I am sorry if this is not a good fit for this forum but I have solved the problem. It's a bit long-winded, but I've tested this and attached the code and it works quite well. In-fact I think its a bit more elegant than solving by sphere fitting.
two point TCP definitely isn't possible. As panic mode suggested, executing this approach with only two samples results in an infinite number of solutions, all falling on a line.
A TCP can be generated given only three samples. Each sample must contain the A6 flange position and rotation in order to derive the TCP. This is done by solving a system of linear equations, not by fitting points to a sphere, which would require four samples.
Here is the math:
Unknowns
P = teaching center point
T = XYZ transform
Givens (three of each, one per sample)
O = sample coordinate (A6 flange XYZ position at given sample)
R = rotation matrix of sample origin (A6 flange rotation matrix at given sample)

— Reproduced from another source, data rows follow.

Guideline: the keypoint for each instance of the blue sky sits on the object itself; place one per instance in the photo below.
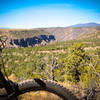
(47, 13)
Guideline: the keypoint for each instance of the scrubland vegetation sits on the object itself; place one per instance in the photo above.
(74, 63)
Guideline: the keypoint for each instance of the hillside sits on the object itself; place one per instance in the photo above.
(42, 36)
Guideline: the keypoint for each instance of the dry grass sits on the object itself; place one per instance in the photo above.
(39, 96)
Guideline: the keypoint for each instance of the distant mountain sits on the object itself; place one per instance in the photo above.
(42, 36)
(86, 25)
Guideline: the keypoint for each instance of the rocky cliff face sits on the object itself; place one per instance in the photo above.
(32, 41)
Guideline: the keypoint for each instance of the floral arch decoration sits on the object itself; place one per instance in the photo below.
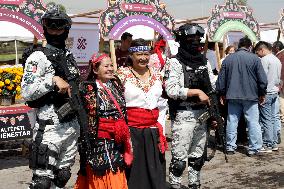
(281, 22)
(26, 13)
(232, 17)
(123, 14)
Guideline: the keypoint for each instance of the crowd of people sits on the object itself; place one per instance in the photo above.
(127, 108)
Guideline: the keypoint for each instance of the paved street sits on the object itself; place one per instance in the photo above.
(266, 172)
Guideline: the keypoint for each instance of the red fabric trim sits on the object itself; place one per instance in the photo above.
(117, 130)
(157, 50)
(144, 118)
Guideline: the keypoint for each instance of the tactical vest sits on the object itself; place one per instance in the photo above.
(194, 78)
(56, 57)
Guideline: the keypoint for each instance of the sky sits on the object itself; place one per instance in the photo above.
(265, 11)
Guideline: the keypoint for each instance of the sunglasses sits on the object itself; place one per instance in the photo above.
(193, 30)
(56, 24)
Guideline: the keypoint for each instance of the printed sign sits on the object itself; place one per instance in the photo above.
(232, 17)
(122, 14)
(83, 42)
(26, 13)
(14, 123)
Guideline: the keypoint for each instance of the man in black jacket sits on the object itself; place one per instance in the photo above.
(242, 82)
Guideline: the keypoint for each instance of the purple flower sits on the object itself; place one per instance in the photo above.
(31, 7)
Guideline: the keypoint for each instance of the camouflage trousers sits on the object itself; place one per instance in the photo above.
(61, 138)
(188, 141)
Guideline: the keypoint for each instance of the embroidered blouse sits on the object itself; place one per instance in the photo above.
(138, 93)
(105, 108)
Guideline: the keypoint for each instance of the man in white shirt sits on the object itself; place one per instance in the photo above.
(212, 58)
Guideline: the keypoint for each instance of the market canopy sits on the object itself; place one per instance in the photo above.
(123, 14)
(232, 17)
(26, 13)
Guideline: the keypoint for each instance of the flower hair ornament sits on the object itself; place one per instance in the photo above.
(139, 49)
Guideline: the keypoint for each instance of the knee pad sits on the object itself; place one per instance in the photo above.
(196, 163)
(39, 182)
(61, 177)
(177, 167)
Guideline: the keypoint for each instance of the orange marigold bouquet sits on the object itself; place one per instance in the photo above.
(10, 81)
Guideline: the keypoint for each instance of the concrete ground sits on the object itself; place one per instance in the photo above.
(244, 172)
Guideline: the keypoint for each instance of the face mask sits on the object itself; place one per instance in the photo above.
(57, 41)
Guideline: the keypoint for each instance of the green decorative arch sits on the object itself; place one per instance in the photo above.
(234, 26)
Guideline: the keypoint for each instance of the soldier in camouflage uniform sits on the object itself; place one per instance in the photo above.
(45, 88)
(187, 102)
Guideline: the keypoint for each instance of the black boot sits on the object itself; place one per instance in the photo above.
(194, 186)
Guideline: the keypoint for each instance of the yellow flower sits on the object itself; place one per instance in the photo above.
(18, 88)
(7, 81)
(9, 88)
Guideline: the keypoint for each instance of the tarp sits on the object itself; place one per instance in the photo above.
(11, 32)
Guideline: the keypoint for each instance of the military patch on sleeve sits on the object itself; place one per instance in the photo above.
(167, 74)
(31, 67)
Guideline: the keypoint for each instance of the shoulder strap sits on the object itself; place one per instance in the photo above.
(112, 98)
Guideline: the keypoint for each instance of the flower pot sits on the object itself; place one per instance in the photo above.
(6, 100)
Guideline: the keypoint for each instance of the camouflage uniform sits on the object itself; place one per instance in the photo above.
(188, 134)
(61, 138)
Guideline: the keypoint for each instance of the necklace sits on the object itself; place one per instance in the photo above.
(139, 78)
(146, 84)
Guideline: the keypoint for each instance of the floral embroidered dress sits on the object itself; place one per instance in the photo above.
(105, 162)
(147, 137)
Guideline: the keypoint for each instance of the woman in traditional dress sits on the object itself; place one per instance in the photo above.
(143, 89)
(103, 162)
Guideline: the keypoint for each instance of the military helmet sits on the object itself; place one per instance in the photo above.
(187, 30)
(55, 17)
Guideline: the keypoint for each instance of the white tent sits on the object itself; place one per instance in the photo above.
(270, 36)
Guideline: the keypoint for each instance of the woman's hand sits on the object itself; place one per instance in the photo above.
(62, 85)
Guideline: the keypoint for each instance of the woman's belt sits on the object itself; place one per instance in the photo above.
(144, 118)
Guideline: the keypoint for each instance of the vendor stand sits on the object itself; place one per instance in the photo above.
(16, 120)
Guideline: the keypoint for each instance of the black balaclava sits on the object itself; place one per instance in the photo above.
(192, 46)
(57, 41)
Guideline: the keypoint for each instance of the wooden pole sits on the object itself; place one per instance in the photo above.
(16, 51)
(218, 55)
(206, 44)
(112, 53)
(278, 35)
(44, 42)
(224, 45)
(35, 41)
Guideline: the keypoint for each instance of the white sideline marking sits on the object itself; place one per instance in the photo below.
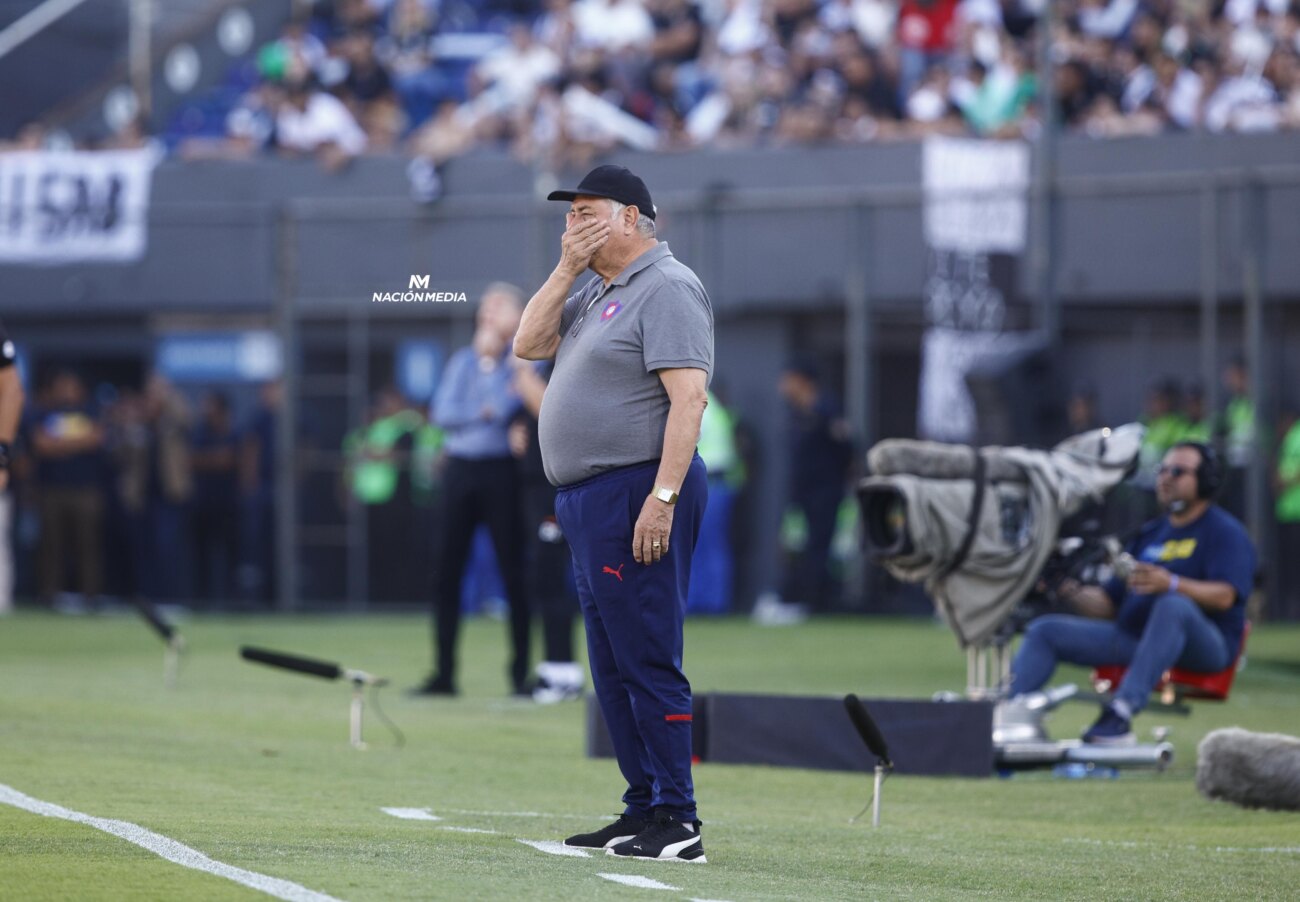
(411, 814)
(1130, 844)
(519, 814)
(553, 848)
(640, 883)
(172, 850)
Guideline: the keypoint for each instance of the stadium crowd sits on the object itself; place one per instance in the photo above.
(560, 82)
(126, 491)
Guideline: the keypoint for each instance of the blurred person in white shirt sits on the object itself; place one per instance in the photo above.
(313, 122)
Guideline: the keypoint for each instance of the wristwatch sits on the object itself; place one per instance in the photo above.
(666, 495)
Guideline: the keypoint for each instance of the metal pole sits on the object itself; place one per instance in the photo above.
(141, 52)
(1044, 180)
(875, 796)
(286, 434)
(1252, 296)
(857, 351)
(358, 325)
(1209, 296)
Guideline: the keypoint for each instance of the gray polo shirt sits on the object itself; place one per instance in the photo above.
(605, 407)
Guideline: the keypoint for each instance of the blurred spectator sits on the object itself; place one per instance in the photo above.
(550, 584)
(216, 501)
(1080, 411)
(11, 411)
(378, 476)
(475, 404)
(407, 51)
(295, 56)
(68, 442)
(30, 137)
(1165, 425)
(156, 482)
(1240, 438)
(926, 35)
(668, 74)
(819, 456)
(713, 569)
(1287, 484)
(1200, 424)
(612, 26)
(313, 122)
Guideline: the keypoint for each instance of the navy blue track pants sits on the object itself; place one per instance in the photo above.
(633, 616)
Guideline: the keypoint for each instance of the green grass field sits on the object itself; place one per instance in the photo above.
(252, 768)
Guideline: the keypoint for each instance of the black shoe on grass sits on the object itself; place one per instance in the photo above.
(666, 840)
(624, 828)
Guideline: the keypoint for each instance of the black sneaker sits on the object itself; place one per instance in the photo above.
(1110, 729)
(666, 840)
(624, 828)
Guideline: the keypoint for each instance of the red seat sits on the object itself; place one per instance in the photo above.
(1177, 682)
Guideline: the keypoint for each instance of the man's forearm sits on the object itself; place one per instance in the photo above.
(1208, 594)
(540, 325)
(680, 437)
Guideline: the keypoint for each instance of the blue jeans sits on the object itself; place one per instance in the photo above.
(1177, 634)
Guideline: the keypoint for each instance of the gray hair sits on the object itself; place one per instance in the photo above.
(645, 225)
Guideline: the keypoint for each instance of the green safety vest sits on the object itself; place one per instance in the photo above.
(376, 478)
(1239, 419)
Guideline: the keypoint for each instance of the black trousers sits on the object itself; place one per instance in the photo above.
(814, 582)
(547, 573)
(480, 491)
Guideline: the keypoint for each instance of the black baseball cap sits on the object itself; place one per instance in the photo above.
(612, 182)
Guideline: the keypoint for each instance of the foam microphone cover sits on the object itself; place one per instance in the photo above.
(867, 728)
(1252, 770)
(291, 663)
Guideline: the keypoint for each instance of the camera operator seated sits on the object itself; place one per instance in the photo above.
(1183, 603)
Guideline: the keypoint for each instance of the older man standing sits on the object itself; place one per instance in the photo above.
(475, 404)
(11, 410)
(633, 352)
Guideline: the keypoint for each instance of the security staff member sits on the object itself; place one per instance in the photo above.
(633, 352)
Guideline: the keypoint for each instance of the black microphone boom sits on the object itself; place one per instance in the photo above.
(308, 666)
(867, 728)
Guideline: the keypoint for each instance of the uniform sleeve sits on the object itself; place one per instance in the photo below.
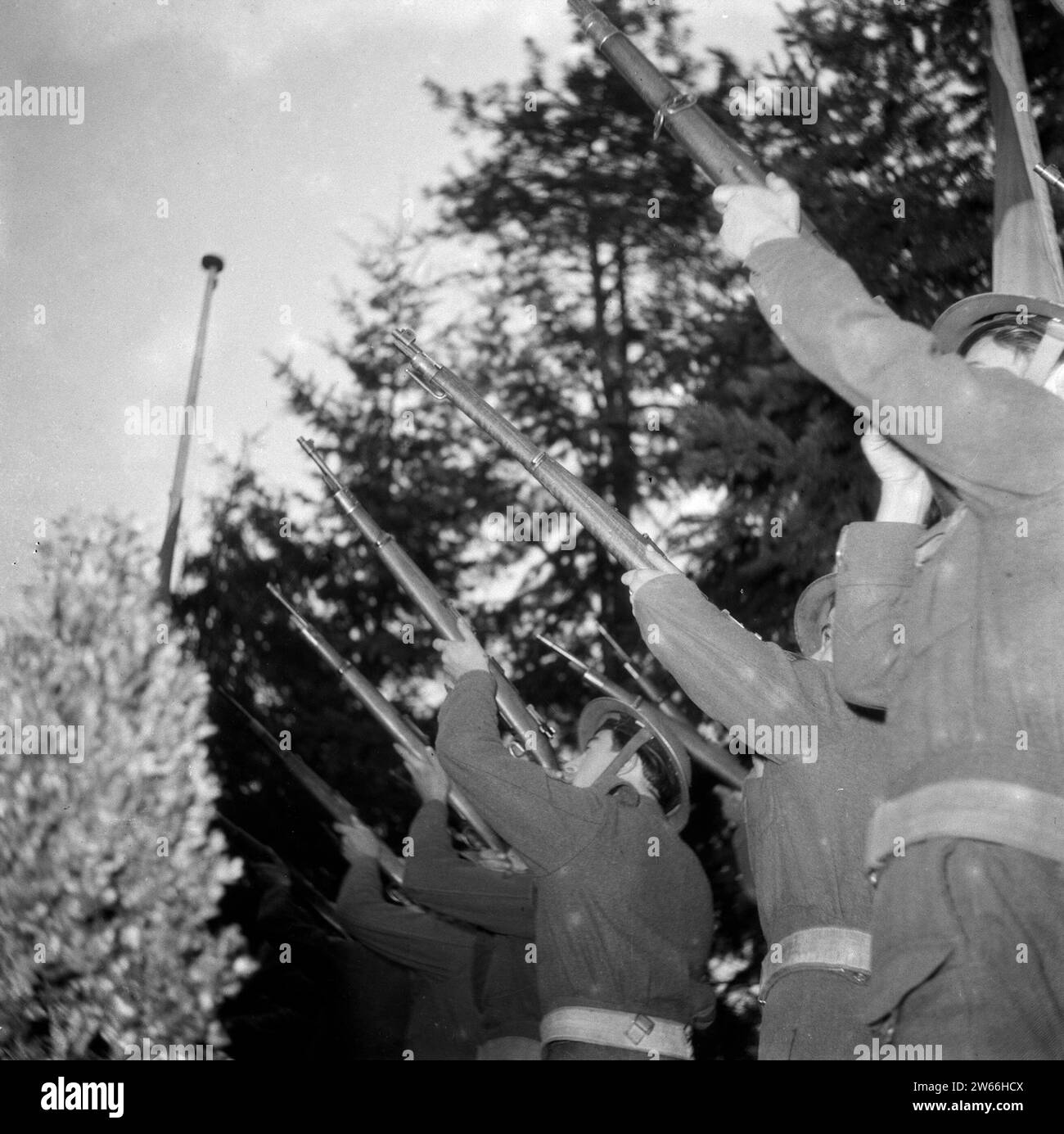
(546, 821)
(436, 877)
(728, 671)
(863, 350)
(408, 937)
(875, 568)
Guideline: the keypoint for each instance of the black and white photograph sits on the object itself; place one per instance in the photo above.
(533, 530)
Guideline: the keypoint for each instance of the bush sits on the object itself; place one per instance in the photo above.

3x3 rotation matrix R is in this form:
[xx xy xz]
[yx yy yz]
[zx zy zz]
A point P can be transformed by T in reference to an existing coordinate system with XYZ O and rotation matrix R:
Rxx*Tx + Rxy*Ty + Rxz*Tz + Ox = Px
Ryx*Tx + Ryy*Ty + Ryz*Tz + Oy = Py
Rzx*Tx + Rzy*Ty + Rzz*Tz + Oz = Pz
In this case, the three samples O, although in different positions and orientations,
should result in the same position P when transformed by an XYZ offset T:
R1xx*Tx + R1xy*Ty + R1xz*Tz + O1x = R2xx*Tx + R2xy*Ty + R2xz*Tz + O2x = R3xx*Tx + R3xy*Ty + R3xz*Tz + O3x
R1yx*Tx + R1yy*Ty + R1yz*Tz + O1y = R2yx*Tx + R2yy*Ty + R2yz*Tz + O2y = R3yx*Tx + R3yy*Ty + R3yz*Tz + O3y
R1zx*Tx + R1zy*Ty + R1zz*Tz + O1z = R2zx*Tx + R2zy*Ty + R2zz*Tz + O2z = R3zx*Tx + R3zy*Ty + R3zz*Tz + O3z
P is no longer a factor when equating the samples. Further reduce to put into terms of O,
and separate the T components:
R1xx*Tx + R1xy*Ty + R1xz*Tz + O1x + R3xx*Tx + R3xy*Ty + R3xz*Tz + O3x = 2*R2xx*Tx + 2*R2xy*Ty + 2*R2xz*Tz + 2*O2x
R1yx*Tx + R1yy*Ty + R1yz*Tz + O1y + R3yx*Tx + R3yy*Ty + R3yz*Tz + O3y = 2*R2yx*Tx + 2*R2yy*Ty + 2*R2yz*Tz + 2*O2y
R1zx*Tx + R1zy*Ty + R1zz*Tz + O1z + R3zx*Tx + R3zy*Ty + R3zz*Tz + O3z = 2*R2zx*Tx + 2*R2zy*Ty + 2*R2zz*Tz + 2*O2z
R1xx*Tx + R1xy*Ty + R1xz*Tz + R3xx*Tx + R3xy*Ty + R3xz*Tz - 2*R2xx*Tx - 2*R2xy*Ty - 2*R2xz*Tz = 2*O2x - O3x - O1x
R1yx*Tx + R1yy*Ty + R1yz*Tz + R3yx*Tx + R3yy*Ty + R3yz*Tz - 2*R2yx*Tx - 2*R2yy*Ty - 2*R2yz*Tz = 2*O2y - O3y - O1y
R1zx*Tx + R1zy*Ty + R1zz*Tz + R3zx*Tx + R3zy*Ty + R3zz*Tz - 2*R2zx*Tx - 2*R2zy*Ty - 2*R2zz*Tz = 2*O2z - O3z - O1z
Tx(R1xx + R3xx - 2*R2xx) + Ty(R1xy + R3xy - 2*R2xy) + Tz(R1xz + R3xz - 2*R2xz) = 2*O2x - O3x - O1x
Tx(R1yx + R3yx - 2*R2yx) + Ty(R1yy + R3yy - 2*R2yy) + Tz(R1yz + R3yz - 2*R2yz) = 2*O2y - O3y - O1y
Tx(R1zx + R3zx - 2*R2zx) + Ty(R1zy + R3zy - 2*R2zy) + Tz(R1zz + R3zz - 2*R2zz) = 2*O2z - O3z - O1z
Now form a system of equations A * x = B.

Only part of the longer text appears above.